A-RAB: So take him to a social worker!

ACTION
Dear kindly social worker,
The team I root for sucks.
They should all be a soda jerkers,
Which means like be a schumck.
They’re not all anti-social,
This is their only quirk.
Gloryosky! That's why I'm a jerk!

BABY JOHN: (As Female Social Worker)
Eek!
Officer Krupke, you've done it again.
This team jus don’t need hitters, it needs some help in the pen.
It ain't just a question of misunderstood;
Deep down inside them, they’re no good!

ACTION
They’re no good!

ALL
They’re no good, They’re no good!
They’re no earthly good,
The team we love is no damn good!

DIESEL (As Judge)
The trouble is they’re crazy.

A-RAB (As Psychiatrist)
They just hit little dinks.

BABY JOHN (As Female Social Worker)
The trouble is they’re lazy.

DIESEL
The trouble is they stink.

A-RAB
The trouble’s leads they’re blowing.

BABY JOHN
The Trouble’s games they’ve blown.

ALL
Krupke, we got troubles of our own!

Gee, Officer Krupke,
We're down on our knees,
'Cause no one wants a team with anti- RBI disease.
Gee, Officer Krupke,
What are we to do?
Gee, Omar Minaya,
Krup you!

*****************************************************************
In progress:

Bonilla
The fans keep on cursing Bonilla…


Carlos Beltran’s in A-mer-i-ca
Making big bucks in A-mer-i-ca……

*********************************************************************
C'mon Mole, give me some help here...

Vic Sage
Sep 13 2005 09:54 AM

i think youse guys need a production attorney / general manager, who is experienced at writing librettos.

seawolf17
Sep 13 2005 10:14 AM

Can we include "Hooray For Hamulack"? It's in another thread somewhere.

ScarletKnight41
Sep 13 2005 10:23 AM

FWIW, D-Dad can actually sing.
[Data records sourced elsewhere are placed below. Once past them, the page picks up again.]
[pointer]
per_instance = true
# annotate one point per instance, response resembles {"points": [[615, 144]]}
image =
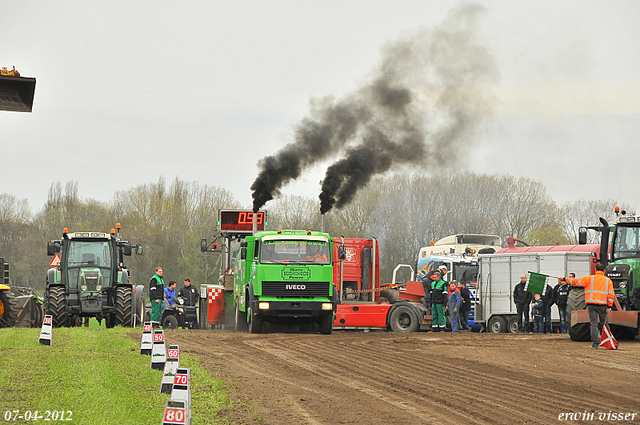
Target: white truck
{"points": [[500, 273]]}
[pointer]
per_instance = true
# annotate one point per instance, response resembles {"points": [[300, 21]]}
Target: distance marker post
{"points": [[158, 352], [170, 369], [182, 389], [45, 333], [176, 413], [146, 344]]}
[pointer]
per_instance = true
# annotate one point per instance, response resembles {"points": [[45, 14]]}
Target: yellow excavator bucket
{"points": [[16, 92]]}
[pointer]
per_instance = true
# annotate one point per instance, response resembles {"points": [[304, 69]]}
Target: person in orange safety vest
{"points": [[598, 296]]}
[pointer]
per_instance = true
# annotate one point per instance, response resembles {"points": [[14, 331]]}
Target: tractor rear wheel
{"points": [[170, 322], [575, 301], [8, 309], [124, 306], [56, 303], [403, 319], [255, 322]]}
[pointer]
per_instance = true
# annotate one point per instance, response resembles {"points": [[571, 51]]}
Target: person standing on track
{"points": [[465, 306], [598, 296], [522, 299], [453, 304], [156, 294], [438, 300], [560, 296]]}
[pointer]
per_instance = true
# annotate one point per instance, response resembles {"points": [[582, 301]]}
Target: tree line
{"points": [[404, 212]]}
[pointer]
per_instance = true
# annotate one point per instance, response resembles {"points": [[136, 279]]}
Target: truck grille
{"points": [[295, 289]]}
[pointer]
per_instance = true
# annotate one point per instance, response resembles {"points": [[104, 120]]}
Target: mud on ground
{"points": [[355, 377]]}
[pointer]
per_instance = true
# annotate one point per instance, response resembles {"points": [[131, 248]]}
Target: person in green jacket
{"points": [[156, 295], [438, 300]]}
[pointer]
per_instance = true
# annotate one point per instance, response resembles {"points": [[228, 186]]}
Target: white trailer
{"points": [[500, 273]]}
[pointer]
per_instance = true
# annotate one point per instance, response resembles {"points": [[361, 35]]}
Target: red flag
{"points": [[607, 339]]}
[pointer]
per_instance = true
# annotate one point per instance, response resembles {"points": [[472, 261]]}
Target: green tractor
{"points": [[90, 280], [621, 257]]}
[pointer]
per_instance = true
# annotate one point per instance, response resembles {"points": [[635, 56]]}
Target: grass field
{"points": [[96, 374]]}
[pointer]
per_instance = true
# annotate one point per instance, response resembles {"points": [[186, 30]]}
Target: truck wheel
{"points": [[241, 320], [403, 319], [513, 325], [255, 322], [497, 324], [56, 305], [326, 324], [575, 301], [124, 307], [8, 309], [170, 322]]}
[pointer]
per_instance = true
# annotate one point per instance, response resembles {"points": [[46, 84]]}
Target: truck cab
{"points": [[285, 276]]}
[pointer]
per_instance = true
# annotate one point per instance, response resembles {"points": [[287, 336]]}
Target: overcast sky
{"points": [[130, 91]]}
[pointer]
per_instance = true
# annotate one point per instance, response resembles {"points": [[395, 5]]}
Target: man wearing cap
{"points": [[522, 299], [438, 300], [598, 296]]}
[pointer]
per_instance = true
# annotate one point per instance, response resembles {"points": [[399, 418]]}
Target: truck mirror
{"points": [[53, 248], [582, 236], [342, 252]]}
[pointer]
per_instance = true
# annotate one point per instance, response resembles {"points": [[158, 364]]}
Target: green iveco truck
{"points": [[285, 277]]}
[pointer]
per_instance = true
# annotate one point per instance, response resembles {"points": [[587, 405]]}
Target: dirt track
{"points": [[430, 378]]}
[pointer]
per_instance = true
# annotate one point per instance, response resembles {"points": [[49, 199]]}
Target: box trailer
{"points": [[500, 273]]}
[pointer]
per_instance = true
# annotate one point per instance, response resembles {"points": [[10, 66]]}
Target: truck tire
{"points": [[8, 309], [513, 325], [403, 319], [575, 301], [241, 320], [56, 305], [255, 322], [170, 322], [326, 324], [497, 324], [124, 306]]}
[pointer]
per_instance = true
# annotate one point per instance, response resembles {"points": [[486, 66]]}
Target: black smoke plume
{"points": [[418, 111]]}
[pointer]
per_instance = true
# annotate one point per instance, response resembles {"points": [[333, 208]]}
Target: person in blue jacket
{"points": [[454, 304]]}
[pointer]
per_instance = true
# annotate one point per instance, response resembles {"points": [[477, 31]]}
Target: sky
{"points": [[128, 92]]}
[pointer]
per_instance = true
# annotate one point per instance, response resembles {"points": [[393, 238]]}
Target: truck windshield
{"points": [[627, 243], [466, 273], [294, 251]]}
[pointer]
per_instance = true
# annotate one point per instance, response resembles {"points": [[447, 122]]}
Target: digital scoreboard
{"points": [[240, 221]]}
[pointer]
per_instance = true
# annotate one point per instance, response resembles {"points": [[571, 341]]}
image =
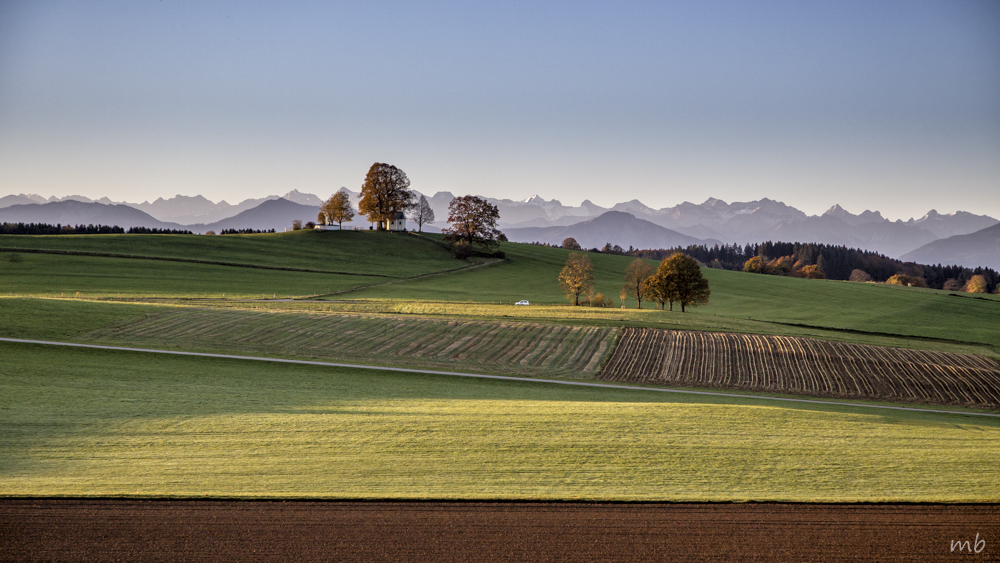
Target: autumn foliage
{"points": [[577, 276]]}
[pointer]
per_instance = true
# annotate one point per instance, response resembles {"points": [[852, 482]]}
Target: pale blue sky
{"points": [[883, 105]]}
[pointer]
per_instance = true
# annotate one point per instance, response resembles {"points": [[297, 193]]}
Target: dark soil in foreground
{"points": [[135, 530]]}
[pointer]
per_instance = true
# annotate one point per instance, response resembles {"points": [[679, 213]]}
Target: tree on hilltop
{"points": [[577, 276], [422, 214], [570, 243], [636, 273], [473, 222], [385, 193], [678, 279], [338, 209], [976, 284]]}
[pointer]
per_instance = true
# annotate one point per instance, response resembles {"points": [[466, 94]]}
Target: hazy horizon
{"points": [[888, 106]]}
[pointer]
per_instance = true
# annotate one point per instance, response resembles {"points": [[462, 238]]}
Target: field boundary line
{"points": [[189, 260], [483, 376], [485, 263]]}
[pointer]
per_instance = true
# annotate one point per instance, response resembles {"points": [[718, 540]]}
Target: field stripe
{"points": [[499, 377]]}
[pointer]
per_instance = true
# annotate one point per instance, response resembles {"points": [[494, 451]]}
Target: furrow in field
{"points": [[804, 366], [507, 347]]}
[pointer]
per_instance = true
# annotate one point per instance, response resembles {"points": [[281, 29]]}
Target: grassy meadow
{"points": [[94, 422], [397, 255], [90, 422]]}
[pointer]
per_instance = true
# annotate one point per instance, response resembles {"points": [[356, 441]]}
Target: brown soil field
{"points": [[210, 530], [804, 366]]}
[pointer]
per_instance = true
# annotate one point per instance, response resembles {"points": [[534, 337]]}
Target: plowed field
{"points": [[804, 366], [492, 347], [127, 530]]}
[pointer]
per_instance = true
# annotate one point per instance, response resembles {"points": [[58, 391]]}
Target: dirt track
{"points": [[462, 531]]}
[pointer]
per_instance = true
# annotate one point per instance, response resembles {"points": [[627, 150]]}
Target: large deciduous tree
{"points": [[473, 221], [569, 243], [338, 209], [385, 193], [422, 214], [687, 286], [677, 280], [577, 276], [656, 288], [636, 273]]}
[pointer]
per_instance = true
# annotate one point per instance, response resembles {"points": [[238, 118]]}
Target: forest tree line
{"points": [[835, 262]]}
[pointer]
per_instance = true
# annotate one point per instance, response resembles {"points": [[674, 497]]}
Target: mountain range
{"points": [[538, 220]]}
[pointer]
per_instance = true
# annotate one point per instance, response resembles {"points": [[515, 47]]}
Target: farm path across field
{"points": [[499, 347], [502, 377]]}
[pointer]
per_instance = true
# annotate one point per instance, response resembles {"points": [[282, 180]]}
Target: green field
{"points": [[91, 422], [357, 252], [87, 422]]}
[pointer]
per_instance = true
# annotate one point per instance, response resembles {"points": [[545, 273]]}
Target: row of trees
{"points": [[386, 194], [678, 279], [60, 229], [830, 261]]}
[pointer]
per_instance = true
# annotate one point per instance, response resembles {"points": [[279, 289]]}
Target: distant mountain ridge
{"points": [[614, 227], [712, 220], [978, 249]]}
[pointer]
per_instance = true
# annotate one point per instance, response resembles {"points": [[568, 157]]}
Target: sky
{"points": [[883, 105]]}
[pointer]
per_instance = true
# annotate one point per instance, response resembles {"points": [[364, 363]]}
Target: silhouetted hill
{"points": [[276, 214], [72, 212], [981, 248], [616, 227]]}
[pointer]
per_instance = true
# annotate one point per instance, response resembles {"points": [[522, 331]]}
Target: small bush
{"points": [[461, 250], [812, 272], [860, 276], [755, 265], [976, 284], [910, 281]]}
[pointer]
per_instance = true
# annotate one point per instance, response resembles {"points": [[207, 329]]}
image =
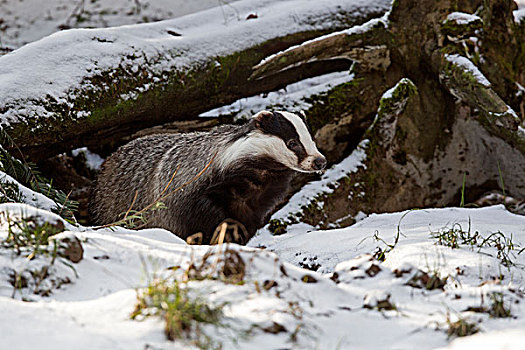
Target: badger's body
{"points": [[231, 172]]}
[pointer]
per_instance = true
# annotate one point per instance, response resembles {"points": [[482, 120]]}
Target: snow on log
{"points": [[78, 87]]}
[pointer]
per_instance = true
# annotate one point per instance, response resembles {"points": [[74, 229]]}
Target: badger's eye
{"points": [[293, 143]]}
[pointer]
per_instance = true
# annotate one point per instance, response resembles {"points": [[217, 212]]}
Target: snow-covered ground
{"points": [[305, 289]]}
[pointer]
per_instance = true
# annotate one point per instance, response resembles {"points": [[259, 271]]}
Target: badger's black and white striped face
{"points": [[282, 136]]}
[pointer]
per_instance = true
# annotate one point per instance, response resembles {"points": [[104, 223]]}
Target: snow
{"points": [[93, 311], [290, 98], [91, 308], [462, 18], [93, 160], [29, 196], [467, 64], [358, 29], [72, 57], [311, 190]]}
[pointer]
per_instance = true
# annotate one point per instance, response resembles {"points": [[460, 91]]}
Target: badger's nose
{"points": [[319, 163]]}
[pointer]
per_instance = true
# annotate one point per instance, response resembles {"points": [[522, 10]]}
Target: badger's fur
{"points": [[247, 173]]}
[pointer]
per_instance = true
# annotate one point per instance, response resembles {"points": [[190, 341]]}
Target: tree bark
{"points": [[137, 91], [446, 131]]}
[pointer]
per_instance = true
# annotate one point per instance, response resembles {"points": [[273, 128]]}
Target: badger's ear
{"points": [[262, 119]]}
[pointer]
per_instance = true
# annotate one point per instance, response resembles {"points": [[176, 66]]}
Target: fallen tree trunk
{"points": [[95, 87], [447, 131]]}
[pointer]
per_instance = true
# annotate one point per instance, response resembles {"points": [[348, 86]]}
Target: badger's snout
{"points": [[319, 163]]}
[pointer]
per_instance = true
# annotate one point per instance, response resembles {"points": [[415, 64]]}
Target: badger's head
{"points": [[286, 138]]}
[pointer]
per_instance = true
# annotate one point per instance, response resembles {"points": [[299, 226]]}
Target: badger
{"points": [[232, 172]]}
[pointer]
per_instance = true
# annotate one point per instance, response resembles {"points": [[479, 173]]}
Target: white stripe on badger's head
{"points": [[284, 137]]}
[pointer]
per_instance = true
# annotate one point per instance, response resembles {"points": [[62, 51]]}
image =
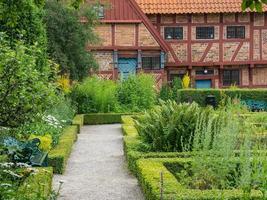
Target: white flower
{"points": [[12, 173]]}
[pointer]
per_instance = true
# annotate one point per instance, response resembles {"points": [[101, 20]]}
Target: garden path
{"points": [[96, 169]]}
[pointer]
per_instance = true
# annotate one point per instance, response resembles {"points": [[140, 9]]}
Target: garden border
{"points": [[58, 157], [149, 176], [38, 185]]}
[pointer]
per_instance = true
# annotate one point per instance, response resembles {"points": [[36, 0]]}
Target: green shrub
{"points": [[57, 157], [102, 118], [199, 95], [168, 127], [133, 146], [78, 120], [137, 93], [37, 186], [24, 92], [51, 122], [95, 95], [149, 175]]}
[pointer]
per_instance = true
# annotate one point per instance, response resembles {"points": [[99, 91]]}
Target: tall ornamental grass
{"points": [[169, 126], [137, 93], [96, 95]]}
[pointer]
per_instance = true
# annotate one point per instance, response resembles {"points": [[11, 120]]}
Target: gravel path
{"points": [[96, 169]]}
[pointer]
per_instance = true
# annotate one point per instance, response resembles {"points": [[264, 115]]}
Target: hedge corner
{"points": [[58, 156]]}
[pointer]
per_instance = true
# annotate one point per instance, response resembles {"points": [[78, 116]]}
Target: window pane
{"points": [[240, 32], [235, 32], [146, 62], [168, 32], [231, 77], [151, 62], [230, 32], [205, 32], [178, 33], [173, 33]]}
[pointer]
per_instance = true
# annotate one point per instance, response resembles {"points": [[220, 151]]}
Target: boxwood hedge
{"points": [[37, 186], [199, 95], [149, 175], [132, 142], [58, 157], [78, 121], [102, 118]]}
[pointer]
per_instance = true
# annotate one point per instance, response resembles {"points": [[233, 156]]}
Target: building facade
{"points": [[212, 41]]}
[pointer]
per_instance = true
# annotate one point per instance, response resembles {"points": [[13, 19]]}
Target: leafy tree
{"points": [[23, 20], [67, 38], [254, 4], [24, 92]]}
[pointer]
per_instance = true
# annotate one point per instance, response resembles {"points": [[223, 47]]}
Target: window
{"points": [[151, 62], [99, 9], [173, 33], [205, 72], [231, 77], [235, 32], [205, 32]]}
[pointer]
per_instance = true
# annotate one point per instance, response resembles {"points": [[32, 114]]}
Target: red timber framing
{"points": [[212, 53]]}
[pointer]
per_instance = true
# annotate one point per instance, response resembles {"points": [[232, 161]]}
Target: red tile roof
{"points": [[190, 6]]}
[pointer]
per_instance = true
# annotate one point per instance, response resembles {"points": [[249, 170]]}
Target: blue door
{"points": [[202, 84], [127, 67]]}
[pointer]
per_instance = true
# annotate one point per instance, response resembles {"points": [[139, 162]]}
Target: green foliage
{"points": [[254, 5], [78, 120], [102, 118], [25, 183], [50, 122], [137, 93], [169, 127], [199, 95], [58, 156], [24, 92], [149, 170], [68, 37], [95, 95], [23, 20]]}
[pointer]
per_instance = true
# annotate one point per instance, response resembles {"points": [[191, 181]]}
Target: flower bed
{"points": [[103, 118], [149, 175], [24, 182], [78, 121], [58, 157]]}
I mean, really sing (our daughter got it from somewhere, and it certainly wasn't from me). And he's old, slow and white - perhaps he can be Todd Zeile!

Diamond Dad
Sep 13 2005 10:25 AM
Who's Old???

Slow and White -- guilty. But who's Old@@????

I'd rather play Davey Johnson

Edgy DC
Sep 13 2005 10:31 AM

I see you as more of a Kelvin Chapman.

Rockin' Doc
Sep 13 2005 06:43 PM

If you need someone to play Rick Reed, I'm your guy. I'm only a few years older than Reed, I can throw about as hard as he can (now), I weigh about the same as he does (though I'm several inches shorter), and I definitely have the southern accent down.

ScarletKnight41
Sep 13 2005 07:45 PM

But you're not prematurely bald.

Zvon
Sep 13 2005 07:57 PM

MFS62---thats a hilarious spoof of West Side Story. Classic.

Ill design the sets and run the art department.
And Im willing to play a minor role if I get paid scale.